На шум прибежал Тембель, имевший нехорошее обыкновение шататься по лагерю в темноте и выуживать солдат, вышедших подышать воздухом без каски на голове. Такие любители свежего воздуха могли, с подачи Тембеля, угодить под трибунал и схлопотать денежный штраф или двое суток губы. Приятного мало.
– Вы чего? – заглядывая в палатку, но не входя, спросил Тембель.
– Змея! – укоризненным хором объяснили мы со своих коек. В этой укоризне заключалось и то, что змея ужалила солдатку Розенцвейг, и то, что уверения подполковника – тут, мол, этих тварей не сыщешь и днем с огнем – оказались пустым звуком.
Тембель ковырнул носком разнесенный в клочья ботинок.
– Исключительный случай, – постановил Тембель. – А вы уже испугались. Израильские солдаты боятся какой-то вшивой змеи! Учебный фильм все видали?
Нечего было и гадать, какой именно фильм имел в виду Тембель. Он имел в виду потрясающую трофейную ленту, на которой египетские десантники, пробегая верблюжьей парадной рысью мимо трибуны с начальством, выдергивали из-за пазухи живых змей и сжирали их на бегу, начиная с головы. Глядя на эту мрачную трапезу, нельзя было не взгрустнуть о том, что господь Бог послал нам таких жутких соседей.
Войска соседей стояли тут же, за Суэцким каналом. Посреди канала нелепо торчал из воды притопленный кубинский сухогруз. Гражданских вообще нигде не было видно, они куда-то ушли или попрятались, как сквозь землю провалились. По белым улицам пустых прибрежных городов бродили только кошки да ослы. Собаки не появлялись: арабы не любят собак, считают их нечистыми. Кто-то нам рассказывал, что если араб случайно прикоснется к собаке, то он потом не может совершать намаз.
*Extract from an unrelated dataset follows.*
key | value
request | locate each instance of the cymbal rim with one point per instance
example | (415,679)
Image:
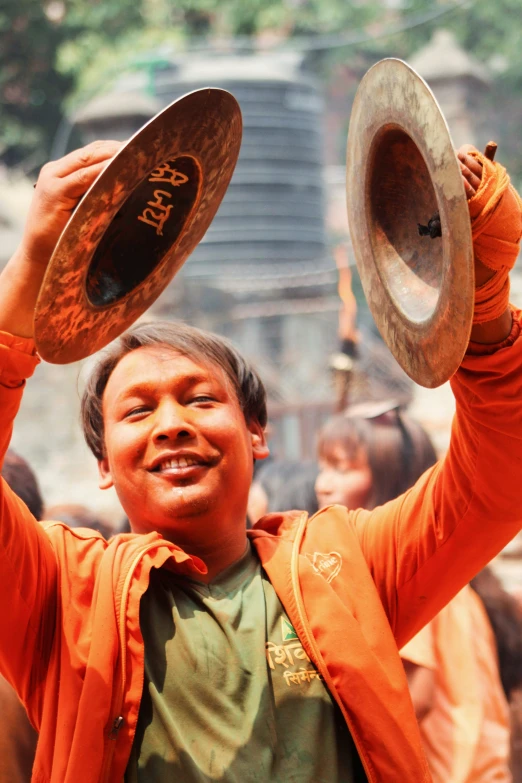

У каждого свои заморочки.
Соглашение о прекращении огня было уже подписано на 101-м километре от Каира, в пустынной степи справа от шоссейной дороги. Там разбили огромную палатку, настоящий шатер, как в древние времена, когда в ходу были кожаные рубли и деревянные полтинники, а солдаты скакали с пиками на лошадях, а не ездили в танках и самоходках. Вечерело, египтяне выставили шеренгу с одной стороны шатра – почистились, построились и ровно стояли, несмотря на поражение. А наши раскидались кучками по всей степи до горизонта вокруг костерков, на которых варили кофе – грязные, заросшие, только-только из боя. Вся степь была в этих костерках, как будто тут конники Чингисхана спешились на ночь и варят свою кашу…
Подписывать соглашение прилетел начальник военной разведки генерал Аарон Ярив. Он по-молодому выпрыгнул из вертолета, поглядел на вытянувшихся по стойке “смирно” почищенных египтян, усмехнулся и прошел в шатер. В шатре он недолго пробыл – обсуждать было нечего, а подготовленные документы лежали на столе.
Война к тому времени уже почти закончилась: Арик Шарон, форсировав Суэцкий канал, проутюжил своими танками его африканский берег, нашпигованный зенитными ракетами. Теперь нашим самолетам ничего не мешало атаковать стратегические объекты в глубине Египта. На Синае слышалась еще кое-где стрельба: то пытались пробиться к своим, на запад, отбившиеся от разбитых и разметанных частей группки египетских солдат. Пленных не брали, у сдававшихся тысячами египтян отбирали оружие и ботинки и отпускали: идите домой! И это было умно: пленных надо кормить и охранять, а без оружия и босиком в пустыне много не навоюешь.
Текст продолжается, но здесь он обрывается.